Proud owners seem to think that a baseball cap says "I'm young but confident. I don't care too much about what I wear but I've got a touch of style. I'm freewheeling, easygoing and devil-may-care. I'm bald but nobody will know under this cap. I'm not going to get wet. What baseball cap?" What they say to me, and to the legions of other baseball cap bigots is: "I have no dress sense. I like to fit in. I'm liable to like sports and talk about them at length. I'm bald. I somehow think that wearing a baseball cap like thousands of others makes me unique. I'll barge ahead of you at the bar because I know the barman. I am a girl who says `Listen guys' all the time.
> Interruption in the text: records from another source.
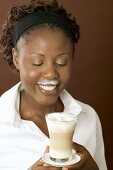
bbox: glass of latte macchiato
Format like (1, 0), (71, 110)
(46, 112), (77, 163)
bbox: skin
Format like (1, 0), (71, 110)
(12, 26), (99, 170)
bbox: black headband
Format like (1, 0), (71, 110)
(12, 11), (75, 46)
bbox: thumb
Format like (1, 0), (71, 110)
(44, 145), (49, 153)
(62, 168), (68, 170)
(72, 142), (85, 153)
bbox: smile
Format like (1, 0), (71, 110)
(38, 84), (57, 91)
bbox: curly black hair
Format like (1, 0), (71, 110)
(0, 0), (80, 69)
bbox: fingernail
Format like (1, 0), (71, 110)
(62, 167), (68, 170)
(43, 163), (50, 166)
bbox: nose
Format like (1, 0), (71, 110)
(42, 62), (59, 79)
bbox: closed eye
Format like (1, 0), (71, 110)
(56, 62), (67, 66)
(32, 63), (43, 66)
(55, 60), (67, 66)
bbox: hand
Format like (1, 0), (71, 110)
(29, 158), (62, 170)
(29, 146), (62, 170)
(29, 142), (99, 170)
(62, 142), (99, 170)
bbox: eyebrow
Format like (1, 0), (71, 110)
(57, 52), (70, 56)
(31, 52), (70, 57)
(32, 53), (45, 56)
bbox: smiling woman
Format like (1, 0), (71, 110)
(0, 0), (107, 170)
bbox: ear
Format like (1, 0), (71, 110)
(12, 48), (19, 70)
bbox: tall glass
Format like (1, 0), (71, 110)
(46, 112), (77, 163)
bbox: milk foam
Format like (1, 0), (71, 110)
(46, 113), (77, 121)
(46, 113), (77, 132)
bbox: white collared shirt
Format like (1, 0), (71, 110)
(0, 83), (107, 170)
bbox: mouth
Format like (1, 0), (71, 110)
(39, 84), (57, 91)
(36, 79), (60, 95)
(37, 84), (59, 95)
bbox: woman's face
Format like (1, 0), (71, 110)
(13, 27), (74, 106)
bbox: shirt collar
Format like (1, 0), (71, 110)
(0, 82), (82, 124)
(60, 89), (82, 116)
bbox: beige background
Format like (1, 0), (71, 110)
(0, 0), (113, 169)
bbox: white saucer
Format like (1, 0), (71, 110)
(42, 152), (81, 167)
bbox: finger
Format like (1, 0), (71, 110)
(36, 159), (44, 166)
(43, 163), (51, 166)
(62, 167), (68, 170)
(44, 145), (49, 153)
(31, 166), (61, 170)
(72, 142), (85, 153)
(31, 158), (45, 168)
(42, 146), (50, 166)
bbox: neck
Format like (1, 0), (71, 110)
(19, 90), (64, 121)
(19, 90), (64, 136)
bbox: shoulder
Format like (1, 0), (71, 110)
(0, 82), (21, 123)
(61, 89), (98, 120)
(77, 100), (97, 115)
(0, 82), (21, 109)
(1, 82), (21, 99)
(76, 99), (101, 129)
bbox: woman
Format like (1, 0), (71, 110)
(0, 0), (107, 170)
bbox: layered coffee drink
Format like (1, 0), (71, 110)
(46, 113), (77, 162)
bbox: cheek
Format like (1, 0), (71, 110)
(18, 57), (37, 79)
(60, 67), (72, 83)
(19, 68), (38, 82)
(64, 72), (71, 83)
(28, 71), (38, 78)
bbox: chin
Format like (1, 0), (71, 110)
(36, 95), (59, 107)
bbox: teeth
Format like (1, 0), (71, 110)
(38, 80), (59, 86)
(39, 85), (56, 91)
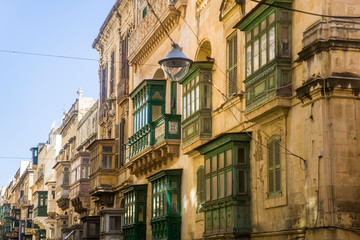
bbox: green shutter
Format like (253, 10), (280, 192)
(268, 136), (281, 197)
(227, 33), (238, 96)
(197, 166), (205, 211)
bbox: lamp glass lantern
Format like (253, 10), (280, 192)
(158, 43), (193, 82)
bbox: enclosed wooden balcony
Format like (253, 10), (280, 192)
(54, 160), (71, 210)
(87, 139), (116, 200)
(124, 80), (181, 177)
(70, 152), (91, 214)
(33, 191), (47, 218)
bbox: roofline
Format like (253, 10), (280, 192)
(92, 0), (121, 49)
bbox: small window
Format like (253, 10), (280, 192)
(227, 32), (238, 96)
(196, 166), (205, 211)
(142, 7), (147, 19)
(102, 155), (112, 169)
(268, 136), (281, 197)
(109, 216), (121, 231)
(103, 146), (112, 153)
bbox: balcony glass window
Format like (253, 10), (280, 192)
(109, 216), (121, 231)
(198, 134), (251, 237)
(237, 4), (292, 110)
(148, 169), (182, 240)
(122, 185), (147, 240)
(102, 146), (113, 169)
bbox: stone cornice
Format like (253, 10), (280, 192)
(128, 1), (182, 65)
(92, 0), (121, 51)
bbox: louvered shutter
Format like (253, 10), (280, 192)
(101, 68), (106, 103)
(227, 34), (238, 96)
(197, 166), (205, 209)
(110, 52), (115, 94)
(274, 139), (281, 192)
(115, 123), (120, 169)
(268, 137), (281, 196)
(121, 36), (129, 80)
(120, 118), (125, 166)
(268, 140), (275, 193)
(104, 63), (108, 101)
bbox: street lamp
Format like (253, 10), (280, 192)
(158, 43), (193, 82)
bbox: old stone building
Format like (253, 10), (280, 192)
(53, 90), (95, 240)
(0, 1), (359, 240)
(89, 0), (360, 239)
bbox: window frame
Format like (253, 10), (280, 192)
(227, 31), (238, 96)
(237, 3), (292, 110)
(182, 69), (212, 121)
(245, 11), (276, 78)
(267, 135), (282, 198)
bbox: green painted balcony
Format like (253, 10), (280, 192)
(33, 191), (48, 218)
(124, 80), (181, 177)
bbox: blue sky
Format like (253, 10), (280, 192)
(0, 1), (115, 185)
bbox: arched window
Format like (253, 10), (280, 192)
(268, 135), (281, 198)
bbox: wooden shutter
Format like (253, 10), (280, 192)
(197, 166), (205, 208)
(274, 140), (281, 192)
(101, 68), (106, 104)
(110, 51), (115, 94)
(227, 33), (238, 96)
(120, 118), (125, 166)
(268, 137), (281, 196)
(115, 123), (120, 169)
(121, 36), (129, 80)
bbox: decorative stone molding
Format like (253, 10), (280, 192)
(196, 0), (210, 13)
(128, 0), (183, 65)
(126, 139), (180, 177)
(297, 18), (360, 62)
(219, 0), (245, 20)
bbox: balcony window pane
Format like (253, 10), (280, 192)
(269, 27), (275, 60)
(253, 39), (259, 72)
(253, 25), (259, 36)
(191, 88), (195, 114)
(246, 46), (252, 76)
(205, 158), (210, 174)
(206, 178), (210, 201)
(203, 84), (211, 109)
(109, 216), (121, 230)
(103, 146), (112, 153)
(183, 95), (187, 118)
(102, 155), (112, 169)
(226, 149), (232, 166)
(152, 105), (162, 121)
(187, 93), (191, 116)
(172, 194), (177, 212)
(226, 171), (232, 196)
(281, 26), (289, 56)
(261, 34), (267, 66)
(238, 148), (245, 164)
(246, 32), (251, 43)
(212, 175), (218, 200)
(269, 12), (275, 23)
(195, 86), (200, 111)
(260, 19), (266, 31)
(211, 156), (217, 172)
(218, 152), (224, 169)
(139, 205), (144, 222)
(219, 173), (224, 199)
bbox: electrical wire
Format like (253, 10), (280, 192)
(144, 0), (176, 45)
(0, 49), (158, 67)
(251, 0), (360, 19)
(0, 49), (98, 62)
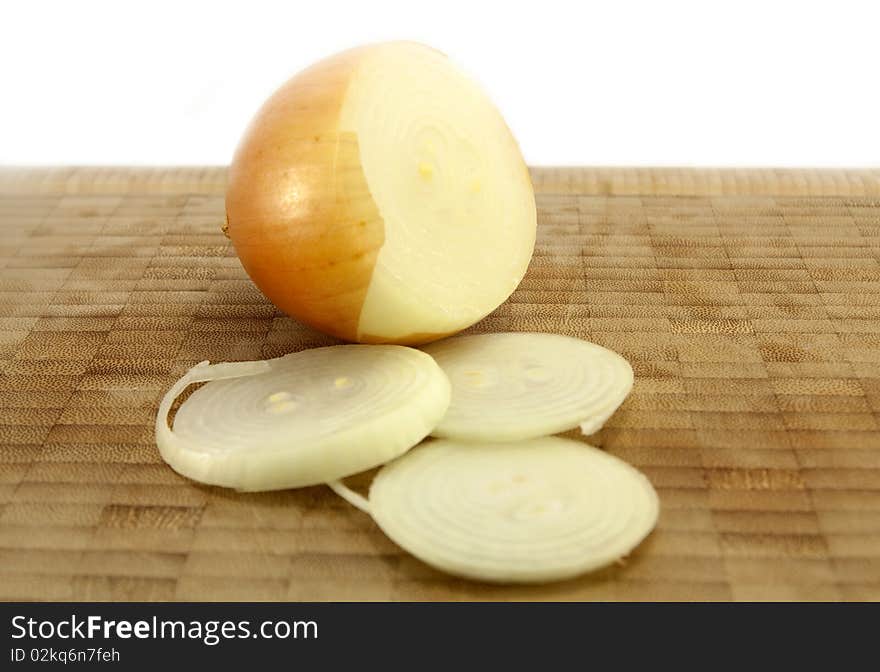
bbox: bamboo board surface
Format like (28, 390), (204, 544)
(0, 167), (878, 602)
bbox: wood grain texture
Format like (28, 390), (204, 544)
(0, 167), (878, 602)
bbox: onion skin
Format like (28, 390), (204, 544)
(226, 46), (384, 342)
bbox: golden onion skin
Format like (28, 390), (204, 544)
(226, 46), (384, 342)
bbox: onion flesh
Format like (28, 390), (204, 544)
(155, 346), (450, 491)
(421, 332), (634, 441)
(367, 437), (659, 583)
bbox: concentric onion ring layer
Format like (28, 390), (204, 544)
(369, 437), (659, 583)
(158, 345), (451, 491)
(422, 332), (634, 441)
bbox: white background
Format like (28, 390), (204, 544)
(2, 0), (878, 167)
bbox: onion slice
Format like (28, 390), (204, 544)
(368, 437), (659, 583)
(155, 346), (450, 491)
(327, 480), (372, 515)
(422, 332), (634, 441)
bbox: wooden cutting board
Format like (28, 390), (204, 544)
(0, 167), (878, 602)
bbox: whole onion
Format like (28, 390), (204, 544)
(226, 42), (536, 344)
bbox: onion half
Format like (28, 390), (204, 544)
(226, 42), (536, 344)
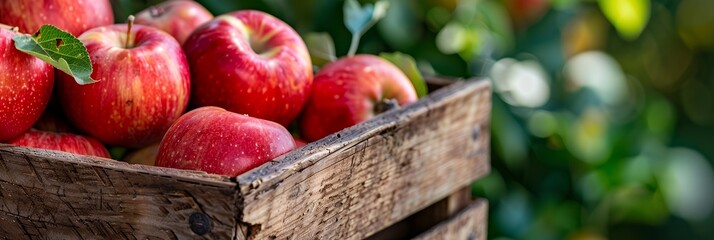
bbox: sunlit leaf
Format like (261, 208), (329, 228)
(659, 148), (714, 221)
(13, 25), (95, 84)
(436, 22), (469, 55)
(304, 32), (336, 66)
(379, 52), (428, 98)
(598, 0), (650, 40)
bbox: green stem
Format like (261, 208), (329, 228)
(347, 33), (361, 57)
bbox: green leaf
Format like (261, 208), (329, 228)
(598, 0), (650, 40)
(304, 32), (336, 67)
(13, 25), (95, 85)
(344, 0), (389, 56)
(109, 146), (128, 160)
(380, 52), (428, 98)
(343, 0), (389, 36)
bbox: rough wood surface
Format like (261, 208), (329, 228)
(413, 199), (488, 240)
(366, 186), (474, 240)
(0, 146), (237, 239)
(235, 79), (491, 239)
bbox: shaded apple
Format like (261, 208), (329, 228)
(183, 10), (312, 126)
(156, 107), (296, 176)
(0, 26), (54, 142)
(299, 55), (418, 142)
(33, 109), (76, 133)
(0, 0), (113, 36)
(134, 0), (214, 45)
(9, 130), (111, 158)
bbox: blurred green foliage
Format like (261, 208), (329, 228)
(112, 0), (714, 239)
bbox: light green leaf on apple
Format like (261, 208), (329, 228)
(344, 0), (389, 56)
(380, 52), (428, 98)
(13, 25), (96, 85)
(304, 32), (336, 67)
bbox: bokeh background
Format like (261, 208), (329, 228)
(113, 0), (714, 239)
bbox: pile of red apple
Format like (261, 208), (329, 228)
(0, 0), (417, 176)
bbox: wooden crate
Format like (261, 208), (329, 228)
(0, 78), (491, 239)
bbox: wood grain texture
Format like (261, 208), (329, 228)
(367, 187), (474, 240)
(0, 146), (237, 239)
(235, 79), (491, 239)
(413, 199), (488, 240)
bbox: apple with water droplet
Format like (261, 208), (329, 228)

I have an annoying laugh."

The other thing baseball caps say, of course, is "I am a supporter of a certain baseball team/rock band/brand of fertiliser", and here the problem gets knottier still. Because, essentially, the baseball cap, complete with logo, is a way of fitting in, of displaying your tribal loyalties and telling other people that you, too, are cool enough to follow the Giants. Admittedly, this gets a little subverted when your cap logo says "Triple Gradex Kills All Liverfluke Dead", but this too is a form of boast - that you are the kind of person who gets free baseball caps.

So perhaps it's time to let my campaign against the wearing of baseball caps subside. For a start, the wearers tend to be a particularly tenacious group who seem completely unworried by my hatred. Suggest a more fashionable alternative and you tend to be told that the whole point about wearing the baseball cap is that they're not fashionable; they're a uniform, they're just something you put on your head. The very qualities that prove their worth to the wearer are those that shout "Horror" to their enemies. So go ahead, wear the darn things, but just be careful before you go giving one to a loved one. And never wear one on a first date - the object of your desire just might think you're trying to say "I'm a bald, loud, fertiliser fan."